To the editor

The European Union recently introduced legislation1 stipulating the mandatory labeling of food products with a GMO content greater than 1%. (The regulation(s) don't specify whether this is weight per weight or any other unit.) Thus far, most discussions concerning the methods used for sampling have focused on sampling requirements outside of the laboratory; for example, how to procure GMO seeds from a grain shipment? Scant attention has been paid to sampling problems that lie further down the analytical chain—that is, variability in the proportions of GMO to non-GMO DNA in replicate “homogenized” laboratory samples. We believe this has serious implications for the practicability of GMO detection in foods.

The first problem in any DNA sampling protocol is defining the limits of detection. The amount of unreplicated haploid genome (i.e., the 1C value) present in a sample is useful for relating genome copy number to the amount of sample taken. For example, up to 36,697 copies of the haploid Zea mays genome (which we will use here for all examples below) are present in a typical 100 ng DNA analytical sample, given the 1C value of 2.725 picograms3. It follows that a single copy of the haploid Z. mays genome in a 100 ng DNA sample is present at a level of 0.0027% (wt/wt). Levels of DNA below this threshold simply cannot be detected reliably in samples of this size.

A second problem is sampling error. This occurs in a perfectly homogeneous preparation, even if a large amount (say, 50 μg) of DNA is extracted from a laboratory sample and simple random sampling procedures4 are adopted. As the amount of DNA extracted from the sample becomes lower, sampling error becomes (proportionally) larger. Thus, replicate 100 ng DNA samples containing GMO material at a level of 0.1% (wt/wt) would produce GMO DNA estimates no better than 30% of the mean value, 95% of the time—a poor level of accuracy, even if we ignore other types of error inherent in a real analytical system.

To illustrate this, we use the cumulative distribution function for the binomial distribution5 to calculate the probable range of GMO genome copies that would be “sampled” in a single-step procedure—that is, from a (large) laboratory sample of “known” low content (0.1% GMO) into a series of 100 ng analytical samples. Although on average, the analytical samples should contain 36.7 GMO genome copies, in fact the number of GMO copies ranges from 25 to 48, with a 94.3% probability. Thus, the actual DNA content that would be observed in a single sample, with an 95% probability, would range from 0.068% to 0.131%; the probability of sampling exactly 36 GMO copies (i.e., 0.1% content) in a single analytical sample is only 0.066.

With lower levels of DNA, the problem is even more critical. For a laboratory sample containing DNA at a level of 0.01%, the 100 ng analytical sample would vary between 0.0027% and 0.0191% nearly 95% of the time. These calculations obviously refer to a “best possible” result, as they assume a single sampling step and a perfect analytical system.

When undertaking a dilution series, the assumption of simple random sampling may no longer be valid, as the number of copies available becomes strictly finite. Indeed, the number of copies used to prepare subsequent dilutions heavily influences the sampling error associated with the series. Consequently, the preparation of any dilution series must be undertaken in such a way as to minimize this bias; ideally, dilutions should be made from the primary laboratory sample. Unfortunately, we note that some equipment manuals actually encourage the construction of the series without recognizing this problem.

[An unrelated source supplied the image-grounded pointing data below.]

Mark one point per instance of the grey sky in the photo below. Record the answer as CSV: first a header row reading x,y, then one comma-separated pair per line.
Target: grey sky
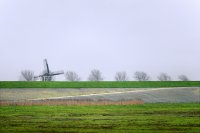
x,y
110,35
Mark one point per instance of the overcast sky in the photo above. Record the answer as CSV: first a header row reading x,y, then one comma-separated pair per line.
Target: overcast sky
x,y
110,35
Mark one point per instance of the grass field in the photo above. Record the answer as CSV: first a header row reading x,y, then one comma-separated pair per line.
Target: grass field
x,y
151,118
102,84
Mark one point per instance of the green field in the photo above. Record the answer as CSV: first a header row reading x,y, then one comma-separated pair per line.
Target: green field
x,y
182,117
102,84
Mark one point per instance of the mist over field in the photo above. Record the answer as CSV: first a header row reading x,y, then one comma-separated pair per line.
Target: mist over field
x,y
110,35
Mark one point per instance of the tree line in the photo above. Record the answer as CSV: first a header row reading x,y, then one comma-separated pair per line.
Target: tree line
x,y
96,75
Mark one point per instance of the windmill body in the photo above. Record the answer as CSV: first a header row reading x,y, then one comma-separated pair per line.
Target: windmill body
x,y
47,75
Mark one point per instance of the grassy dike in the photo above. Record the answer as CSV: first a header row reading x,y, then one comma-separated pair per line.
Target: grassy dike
x,y
102,84
148,118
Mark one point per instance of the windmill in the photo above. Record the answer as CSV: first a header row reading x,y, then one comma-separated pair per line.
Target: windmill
x,y
47,74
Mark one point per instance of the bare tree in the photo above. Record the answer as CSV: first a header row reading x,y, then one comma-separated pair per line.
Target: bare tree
x,y
27,75
183,78
121,76
72,76
141,76
95,75
164,77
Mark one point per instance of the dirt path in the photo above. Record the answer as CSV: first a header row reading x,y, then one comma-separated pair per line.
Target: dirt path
x,y
111,93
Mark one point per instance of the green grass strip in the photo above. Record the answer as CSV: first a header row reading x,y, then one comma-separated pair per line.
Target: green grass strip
x,y
148,118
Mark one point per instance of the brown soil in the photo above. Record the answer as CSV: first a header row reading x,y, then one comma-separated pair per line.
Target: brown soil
x,y
70,102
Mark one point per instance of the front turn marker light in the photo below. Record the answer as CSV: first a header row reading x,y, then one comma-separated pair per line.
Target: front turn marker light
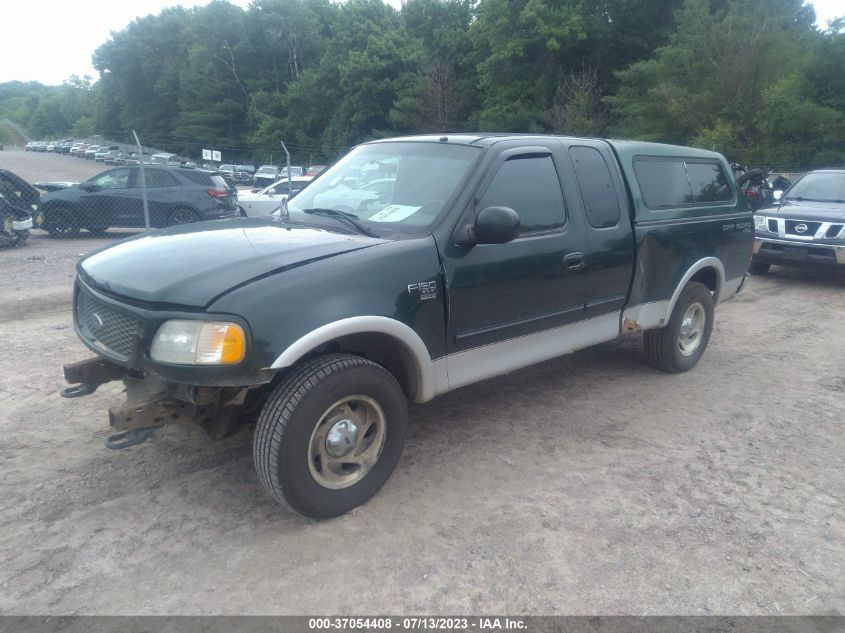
x,y
199,343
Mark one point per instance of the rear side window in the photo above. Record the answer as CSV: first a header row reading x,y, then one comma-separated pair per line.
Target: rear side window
x,y
530,187
676,183
159,178
708,182
596,185
663,183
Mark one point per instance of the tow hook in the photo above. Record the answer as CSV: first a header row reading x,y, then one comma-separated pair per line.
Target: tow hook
x,y
133,437
77,391
88,375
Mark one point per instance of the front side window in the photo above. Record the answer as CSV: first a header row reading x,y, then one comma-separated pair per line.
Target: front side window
x,y
529,186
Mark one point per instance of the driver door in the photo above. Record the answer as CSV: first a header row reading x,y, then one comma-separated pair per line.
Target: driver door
x,y
504,298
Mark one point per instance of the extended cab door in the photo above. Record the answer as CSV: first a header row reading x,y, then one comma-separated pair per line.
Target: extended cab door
x,y
534,284
596,192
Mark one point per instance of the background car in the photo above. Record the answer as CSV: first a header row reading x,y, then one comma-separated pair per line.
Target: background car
x,y
265,175
314,170
243,174
176,195
100,154
267,200
806,227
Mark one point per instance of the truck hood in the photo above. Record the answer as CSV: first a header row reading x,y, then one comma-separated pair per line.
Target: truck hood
x,y
195,264
808,210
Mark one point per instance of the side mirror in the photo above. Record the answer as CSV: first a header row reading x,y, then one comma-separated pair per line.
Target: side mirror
x,y
496,225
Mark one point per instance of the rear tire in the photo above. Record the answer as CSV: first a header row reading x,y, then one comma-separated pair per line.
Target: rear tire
x,y
328,405
679,346
759,268
60,223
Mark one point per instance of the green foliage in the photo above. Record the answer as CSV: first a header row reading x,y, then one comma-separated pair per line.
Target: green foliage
x,y
753,79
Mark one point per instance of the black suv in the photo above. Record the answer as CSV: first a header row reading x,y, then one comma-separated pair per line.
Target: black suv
x,y
114,198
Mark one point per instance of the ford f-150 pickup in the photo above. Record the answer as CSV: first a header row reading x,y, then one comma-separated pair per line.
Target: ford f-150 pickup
x,y
487,253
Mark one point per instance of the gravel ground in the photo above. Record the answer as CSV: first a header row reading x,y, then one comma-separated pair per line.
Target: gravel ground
x,y
588,484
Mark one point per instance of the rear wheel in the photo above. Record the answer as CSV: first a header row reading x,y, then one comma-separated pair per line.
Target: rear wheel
x,y
183,216
678,346
330,435
60,223
759,268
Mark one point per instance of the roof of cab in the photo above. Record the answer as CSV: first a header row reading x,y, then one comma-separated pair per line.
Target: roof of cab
x,y
622,147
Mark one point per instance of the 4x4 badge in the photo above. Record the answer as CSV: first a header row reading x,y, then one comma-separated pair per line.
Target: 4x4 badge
x,y
427,289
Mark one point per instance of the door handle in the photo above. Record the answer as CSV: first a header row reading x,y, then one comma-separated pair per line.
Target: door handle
x,y
574,261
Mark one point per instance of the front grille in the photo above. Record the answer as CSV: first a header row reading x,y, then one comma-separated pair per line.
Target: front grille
x,y
106,327
833,231
808,228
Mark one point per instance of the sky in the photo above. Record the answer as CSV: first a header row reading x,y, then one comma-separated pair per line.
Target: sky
x,y
56,38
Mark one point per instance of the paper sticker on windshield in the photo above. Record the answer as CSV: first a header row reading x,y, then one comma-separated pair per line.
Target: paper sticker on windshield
x,y
394,213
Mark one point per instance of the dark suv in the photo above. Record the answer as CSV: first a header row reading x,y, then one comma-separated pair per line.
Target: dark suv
x,y
114,198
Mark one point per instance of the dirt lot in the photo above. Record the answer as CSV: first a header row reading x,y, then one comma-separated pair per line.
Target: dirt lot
x,y
589,484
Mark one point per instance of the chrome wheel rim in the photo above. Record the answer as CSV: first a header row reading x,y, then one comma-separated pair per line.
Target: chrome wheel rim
x,y
692,329
346,442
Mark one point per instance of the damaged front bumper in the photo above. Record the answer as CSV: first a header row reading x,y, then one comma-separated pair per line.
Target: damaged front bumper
x,y
152,402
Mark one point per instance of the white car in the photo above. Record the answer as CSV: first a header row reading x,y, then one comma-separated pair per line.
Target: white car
x,y
267,200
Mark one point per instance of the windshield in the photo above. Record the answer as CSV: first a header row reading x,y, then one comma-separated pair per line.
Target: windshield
x,y
819,186
389,187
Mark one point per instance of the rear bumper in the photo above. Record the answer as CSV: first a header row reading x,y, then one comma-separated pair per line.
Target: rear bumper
x,y
795,253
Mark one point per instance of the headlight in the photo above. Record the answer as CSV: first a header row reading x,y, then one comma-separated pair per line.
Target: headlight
x,y
199,343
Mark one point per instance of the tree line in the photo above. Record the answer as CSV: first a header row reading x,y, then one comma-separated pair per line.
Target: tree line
x,y
754,79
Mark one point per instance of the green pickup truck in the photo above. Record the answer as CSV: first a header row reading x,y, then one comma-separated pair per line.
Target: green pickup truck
x,y
411,267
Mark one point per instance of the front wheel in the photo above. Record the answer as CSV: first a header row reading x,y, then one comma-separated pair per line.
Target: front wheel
x,y
679,345
330,435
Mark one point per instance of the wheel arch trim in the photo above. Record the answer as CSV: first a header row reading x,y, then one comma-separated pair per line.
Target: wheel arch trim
x,y
656,314
424,368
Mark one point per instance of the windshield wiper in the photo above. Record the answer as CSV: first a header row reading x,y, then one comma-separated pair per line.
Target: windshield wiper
x,y
803,199
350,219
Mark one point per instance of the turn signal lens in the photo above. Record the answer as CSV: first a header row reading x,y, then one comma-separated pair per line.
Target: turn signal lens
x,y
220,344
199,343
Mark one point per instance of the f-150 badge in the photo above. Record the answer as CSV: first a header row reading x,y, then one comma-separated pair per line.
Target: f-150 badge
x,y
427,289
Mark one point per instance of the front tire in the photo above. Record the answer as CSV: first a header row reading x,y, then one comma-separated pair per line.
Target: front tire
x,y
330,435
679,345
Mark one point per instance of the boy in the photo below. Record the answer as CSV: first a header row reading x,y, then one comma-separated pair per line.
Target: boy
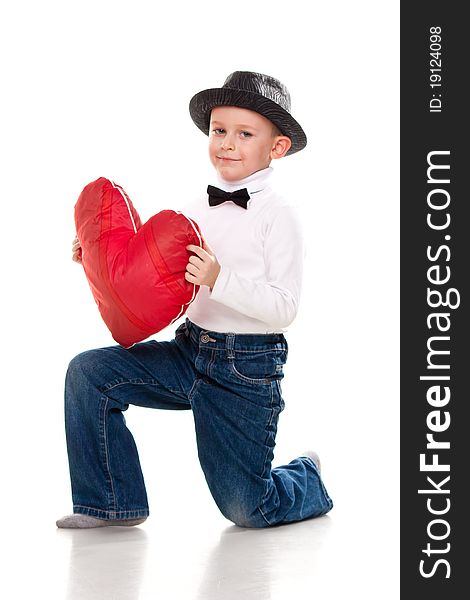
x,y
226,360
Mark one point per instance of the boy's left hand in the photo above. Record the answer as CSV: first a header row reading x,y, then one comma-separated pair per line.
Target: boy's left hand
x,y
202,269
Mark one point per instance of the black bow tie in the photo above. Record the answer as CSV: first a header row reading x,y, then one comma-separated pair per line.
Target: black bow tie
x,y
217,196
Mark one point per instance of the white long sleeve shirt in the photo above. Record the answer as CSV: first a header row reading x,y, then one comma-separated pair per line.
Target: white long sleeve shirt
x,y
260,251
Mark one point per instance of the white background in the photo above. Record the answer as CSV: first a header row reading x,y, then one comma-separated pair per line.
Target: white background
x,y
102,88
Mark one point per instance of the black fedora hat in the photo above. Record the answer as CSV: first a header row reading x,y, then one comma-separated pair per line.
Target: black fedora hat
x,y
255,91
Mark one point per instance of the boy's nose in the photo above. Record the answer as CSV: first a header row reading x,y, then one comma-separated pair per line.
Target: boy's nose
x,y
228,143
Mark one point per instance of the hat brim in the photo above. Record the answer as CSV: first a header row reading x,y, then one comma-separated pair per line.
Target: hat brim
x,y
202,103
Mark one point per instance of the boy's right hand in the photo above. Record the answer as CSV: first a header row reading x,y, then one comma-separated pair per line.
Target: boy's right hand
x,y
76,251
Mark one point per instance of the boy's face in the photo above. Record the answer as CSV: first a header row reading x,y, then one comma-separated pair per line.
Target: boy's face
x,y
242,142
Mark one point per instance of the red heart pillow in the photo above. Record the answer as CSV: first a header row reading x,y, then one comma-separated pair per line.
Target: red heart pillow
x,y
136,272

The classical solution to the issue of sampling error is to undertake repetitions and/or use appropriately sized (i.e., larger) analytical samples. We recommend that in the construction of a dilution series—for example, for determination of “limit of detection” of a method, or for the generation of standard curves—the nominal number of GMO copies in the weakest dilution of analytical sample should be set to 20, thus providing good statistical probability that all repetitions contain relevant DNA (Table 1).

Table 1 Expected probability of GMO copies in a 1000 ng DNA sample of Zea maysa

However, we are aware of important studies that seem to draw conclusions without such safeguards, despite explicitly working with copy numbers. Several international standards for PCR analysis of GMO in foodstuffs, currently under development, draw attention to sample sizes in the procurement of material for the laboratory sample, but in general do not address the issues of sampling associated with the analytical sample. We believe there is insufficient acknowledgment that repeated analytical samples drawn from a “homogenized” laboratory sample would not have identical proportions of GMO/non-GMO copies.